I do have some observability in place and track these runs in a dedicated table, but to really stress-test the setup I'll need active users with a lot more data than I currently have. It's a small app, and I haven't had the opportunity to run extensive load testing or explore every edge case yet.
If the user base grows, I'll adjust accordingly. Hope that helps!
Hey Sorin, love the Tamagotchi throwback. Congrats on the launch!
On first look, It looks good. Do you have plans to allow for multiple pet owners to view the same pet profile? My partner usually feeds my dog breakfast while I usually take care of dinner. It would be great if we could both track which vitamins and toppers we each gave him or any big treats we each gave (my dog won't like this.. he definitely tries to shake us both down for maximum treat dispensing!).
Quick note - I created a profile and it took me about 3 tries to add a profile image. On first try, after I selected the photo, nothing happened. On second try, it took me to the image cropping page, then nothing happened. For context I am using an iPhone 12.
Tamadoggo
@laura__wong Hi Laura!
You just helped confirm a bug I fixed yesterday, one I was hoping wouldn't affect anyone, but... here we are! 😅
The good news is that it was a minor issue that only affected changing the profile photo. You should now be able to edit or replace it as many times as you'd like.

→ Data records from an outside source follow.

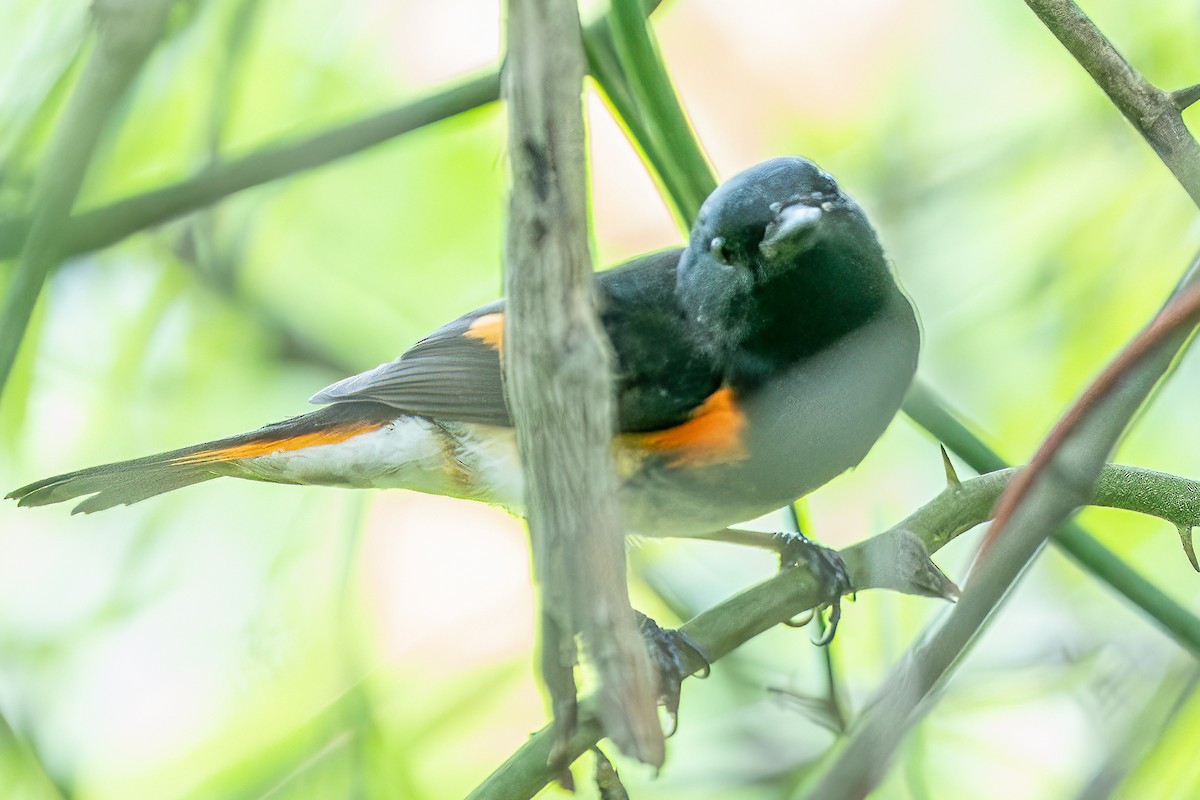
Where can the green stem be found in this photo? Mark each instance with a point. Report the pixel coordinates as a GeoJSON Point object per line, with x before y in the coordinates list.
{"type": "Point", "coordinates": [112, 223]}
{"type": "Point", "coordinates": [125, 35]}
{"type": "Point", "coordinates": [684, 169]}
{"type": "Point", "coordinates": [1155, 113]}
{"type": "Point", "coordinates": [958, 509]}
{"type": "Point", "coordinates": [930, 413]}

As for family sharing, it's definitely on my roadmap for one of the next iterations. My immediate focus is getting the Android version launched, and after that I expect to start working on features like this. If you find the app useful and decide to stick around, there's a good chance you'll see it in the near future!

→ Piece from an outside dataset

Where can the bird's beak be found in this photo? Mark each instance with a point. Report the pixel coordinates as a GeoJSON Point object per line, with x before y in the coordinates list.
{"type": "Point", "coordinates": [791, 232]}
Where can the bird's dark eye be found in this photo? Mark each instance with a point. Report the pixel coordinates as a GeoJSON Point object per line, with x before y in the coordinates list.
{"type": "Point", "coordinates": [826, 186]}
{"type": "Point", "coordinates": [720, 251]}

Thanks so much for downloading the app and for taking the time to report this!
This immediately caught my attention because I also own a dog. Though I only have a dog myself, I also curious about that are you planning to expand the experience beyond dogs in the future, for example to cats or other pets? I can imagine many pet owners would love this kind of app.
Tamadoggo
@evakk Yup! Can't ignore the felines! V2 brings cat support with 6 cute avatars. It's in the making as we speak. Future updates will add support for even more companions :) Thank you!

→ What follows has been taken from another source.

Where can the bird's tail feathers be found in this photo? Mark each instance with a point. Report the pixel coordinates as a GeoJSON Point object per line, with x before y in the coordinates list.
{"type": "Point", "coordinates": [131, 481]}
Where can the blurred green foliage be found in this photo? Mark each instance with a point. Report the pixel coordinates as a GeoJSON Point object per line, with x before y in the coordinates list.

@evakk I have always wanted this as well, I think this could be applied to all animals!
Tamadoggo
@evakk @tejas_pulavarti For sure! Will keep adding, specially if there will be users requests
Congrats. Was curious if this is just for dogs or other pets as well?
Tamadoggo
@swati_paliwal Feline support is under way. Version 1.1 extends the crib for our cats too. Build is already submitted to the AppStore
Tamadoggo
@swati_paliwal Cats just arrived in v1.1. We're live on the appstore! Thanks for the support!
This is very interesting. It seems positioned at a consumer app, but have you considered running a pilot program with vets, dog sitters, dog walkers, or doggy daycares? This could be an exceptionally useful and cute way for all of these businesses to give updates to their dog owners.
Tamadoggo
@james_effarah1 That's a really interesting perspective, and it gives me a few threads to work with. Going to run with a few, and put them on the roadmap. Thank you!
DIY UX Test
Most pet apps stop at cute photo storage, so the AI-insights layer, which turns daily entries into actual patterns, is the harder, more useful half. Congrats on shipping. What kinds of insights can a new owner expect to get back, and how soon do they start showing up?
Tamadoggo
@oleksii_sekundant Thanks! Four kinds: patterns (a food change followed by a tummy upset, say), reminders for things like vaccinations coming due, breed-specific tips, and gentle nudges when something's gone untracked. Plus a warm monthly recap letter. On timing, it runs weekly in the background (somewhat like an email), so the first useful ones show up once you've logged a week or two. And if there's nothing real to flag, it stays quiet.